“Ye know that the princes of the Gentiles exercise dominion over them,

and they that are great exercise authority upon them.

But it shall not be so among you:

but whosoever will be great among you, let him be your minister;

And whosoever will be chief among you, let him be your servant:

Even as the Son of man came not to be ministered unto,

but to minister, and to give his life a ransom for many.” (Matthew 20:25-28, KJV)


The word the Athenians used for their Assembly was Ekklesia, the same word used in the New Testament for Church
(and it is the greatest philological irony in all of Western history that this word,
which connoted equal participation in all deliberation by all members,
came to designate a kind of self-perpetuating, self-protective Spartan gerousia -
which would have seemed patent nonsense to Greek-speaking Christians of New Testament times,
who believed themselves to be equal members of their Assembly.)

- Thomas Cahill, Sailing the Wine-Dark Sea: Why the Greeks Matter




ΦΙΛΟΤΙΜΟ: THE GREEK SECRET


Monday, January 28, 2008

Further Thoughts on the Passing of Archbishop Christodoulos

It is a shame that God didn’t grant Archbishop Christodoulos the years that were granted to Mormon President Gordon Hinckley (who died the same day); who knows what he might have further accomplished?

Within the ten years that Christodoulos presided as Archbishop of the Greek Orthodox Church in Greece, he transformed an institution that was largely taken for granted into a vital force in modern Greek life. "Championing a more liberal image for an institution often considered a bastion of conservativism, Archbishop Christodoulos enjoyed a popularity rating of nearly 75 percent - far higher than any Greek politician." (New York Times, 29 Jan 2008, p.

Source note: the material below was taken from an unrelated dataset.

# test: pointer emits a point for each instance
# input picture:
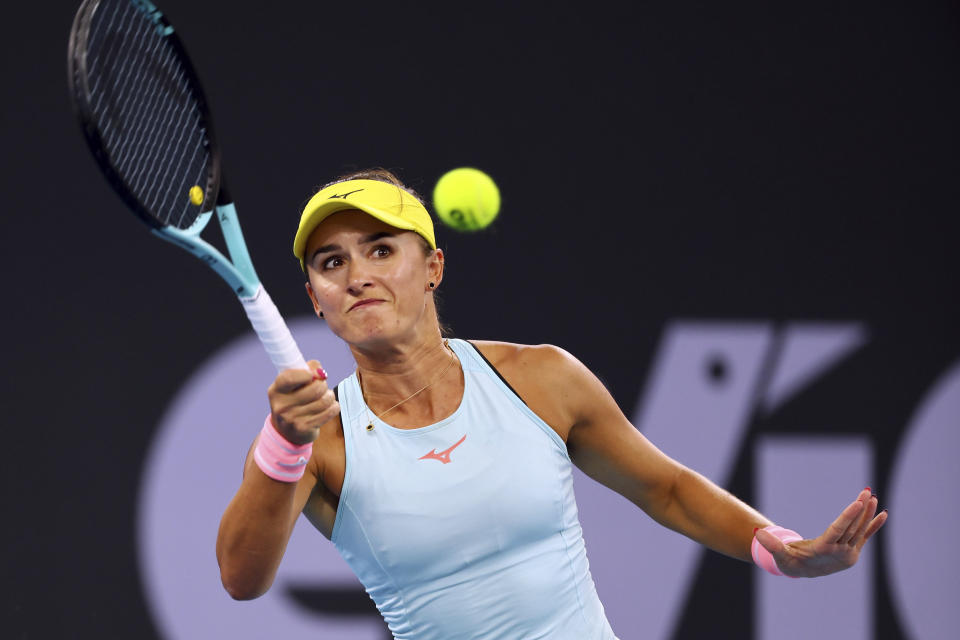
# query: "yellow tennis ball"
(466, 199)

A25)

With his perpetual smile, his witty “anegdota” (jokes) and his genuine joy in cheerfully embracing the youth of Greece – allowing and encouraging them to come to church services despite their sleeveless dresses, mini-skirts, jeans, and piercings – he succeeded in revitalizing the church in Greece.

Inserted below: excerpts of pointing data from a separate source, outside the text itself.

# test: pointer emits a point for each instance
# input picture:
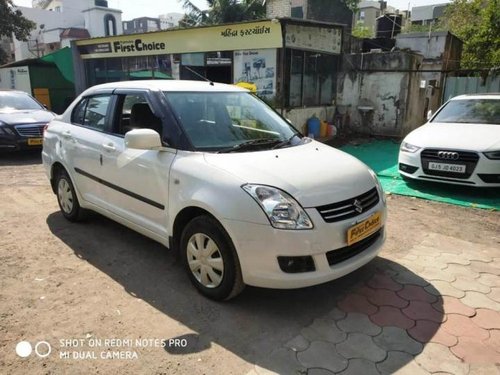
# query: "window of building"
(109, 25)
(312, 77)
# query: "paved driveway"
(429, 303)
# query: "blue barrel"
(313, 127)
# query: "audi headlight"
(407, 147)
(281, 209)
(493, 155)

It is hard to imagine that this clergyman would have frowned upon young men, expressing “kefi” (a hard-to-translate Greek word variously described as meaning the spirit of unbridled joy, passion, enthusiasm and high spirits) by dancing “unauthorized” solos at the recent Greek festival.

Christodoulos would have embraced the “élan vital” – the life force so elemental to the Greek spirit – that precipitated the impulse. He would have considered it an expression of “Greekness” – an impulse that now and again breaks with discipline and structure in an expression of individual creativity and the simple joy of being alive. He certainly would have frowned upon the furor and antagonism that the incident has since generated, and undoubtedly would have considered its aftermath as a “tempest in a teapot.” He had balance and common sense.

He was the sort of clergyman who would have brought the kids into the church by any means possible: basketball, dancing, GOYA, the jokes, the smiles. At 2:00 a.m. last night there were long lines waiting to pay their respects as his body lay in state. It was amazing and heartening to see how many youths were among those waiting.

He presided over his flock with LOVE and smiles and tolerance, and all Greeks responded.